POSTNOTE #2 3 p.m.: Shortly after I published this post, the breaking news was about the just released Congressional Report on the withdrawal from Afghanistan in 2021.  That debate can go on with out me.  In the Sep 2 post, I included a recent column from John Rash in the Minnesota Star Tribune interviewing the American ambassador to Kabul, Minnesotan Ross Wilson, at the end of the Trump years, and beginning of Biden years, 2020-21.  He was a direct witness to particularly policy considerations in those difficult months.  You can read it here: John Rash 8 31 24 STrib Afghan.  It is an important addition to this conversation.

Re the “Debate”: I will likely watch it, but that is about all I’ll have to say about it here.

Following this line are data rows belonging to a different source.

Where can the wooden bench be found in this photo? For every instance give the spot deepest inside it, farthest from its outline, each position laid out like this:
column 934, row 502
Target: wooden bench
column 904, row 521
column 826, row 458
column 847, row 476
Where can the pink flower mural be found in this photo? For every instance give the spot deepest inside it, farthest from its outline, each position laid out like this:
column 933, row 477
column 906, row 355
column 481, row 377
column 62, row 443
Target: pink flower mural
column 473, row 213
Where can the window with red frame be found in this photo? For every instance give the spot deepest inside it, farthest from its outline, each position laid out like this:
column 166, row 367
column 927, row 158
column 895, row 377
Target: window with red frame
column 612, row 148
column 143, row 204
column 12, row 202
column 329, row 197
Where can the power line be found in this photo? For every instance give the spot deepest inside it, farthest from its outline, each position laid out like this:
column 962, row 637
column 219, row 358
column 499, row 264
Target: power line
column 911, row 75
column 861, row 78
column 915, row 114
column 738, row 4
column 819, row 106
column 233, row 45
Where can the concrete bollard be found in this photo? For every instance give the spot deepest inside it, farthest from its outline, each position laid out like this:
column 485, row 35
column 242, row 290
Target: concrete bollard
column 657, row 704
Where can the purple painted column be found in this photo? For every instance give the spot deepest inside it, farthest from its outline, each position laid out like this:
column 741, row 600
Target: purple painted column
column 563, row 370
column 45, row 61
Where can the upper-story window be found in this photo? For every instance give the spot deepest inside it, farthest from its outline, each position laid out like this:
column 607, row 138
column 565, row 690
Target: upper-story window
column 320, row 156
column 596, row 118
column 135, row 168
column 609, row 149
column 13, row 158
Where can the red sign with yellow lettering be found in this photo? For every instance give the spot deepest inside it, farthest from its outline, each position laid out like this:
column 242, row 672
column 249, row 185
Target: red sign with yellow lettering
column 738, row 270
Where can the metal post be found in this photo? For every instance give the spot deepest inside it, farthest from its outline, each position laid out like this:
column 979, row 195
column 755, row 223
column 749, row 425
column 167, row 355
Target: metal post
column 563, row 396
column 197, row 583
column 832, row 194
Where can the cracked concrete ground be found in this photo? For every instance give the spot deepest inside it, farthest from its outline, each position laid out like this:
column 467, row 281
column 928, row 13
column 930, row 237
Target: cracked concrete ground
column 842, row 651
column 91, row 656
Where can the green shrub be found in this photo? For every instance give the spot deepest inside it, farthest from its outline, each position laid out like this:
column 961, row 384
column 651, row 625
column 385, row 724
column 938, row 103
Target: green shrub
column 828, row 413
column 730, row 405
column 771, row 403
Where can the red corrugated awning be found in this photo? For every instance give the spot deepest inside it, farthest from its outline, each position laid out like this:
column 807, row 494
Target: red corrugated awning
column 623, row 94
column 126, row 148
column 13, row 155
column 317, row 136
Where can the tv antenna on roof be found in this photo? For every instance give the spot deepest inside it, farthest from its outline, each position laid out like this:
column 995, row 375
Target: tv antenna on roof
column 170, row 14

POSTNOTE #3 Sep. 11:  I did watch the entire debate and quite a bit of the post-debate discussion, and I’m glad I did.  Kamala Harris was pitch perfect.  Still won’t make the rest of the campaign any easier.

2 replies
  1. James walter Nelson
    James walter Nelson says:

    Many thanks for keeping the “Peace Race” story alive. Among other things it is a great case story of citizens working together to create very important solutions to complex national security challenges. As long as people follow in the footsteps of the McLaughlin’s, we can tackle current challenges from armed conflicts to climate change and many more.

    Reply
  2. Catherine Rivard
    Catherine Rivard says:

    When will we learn? Answer: never, so long as men who run this planet insist that revenge and retaliation are justifiable causes for attack, war, or anything else. It’s never resolved anything, ever. Yet it still poisons our world and our belief systems.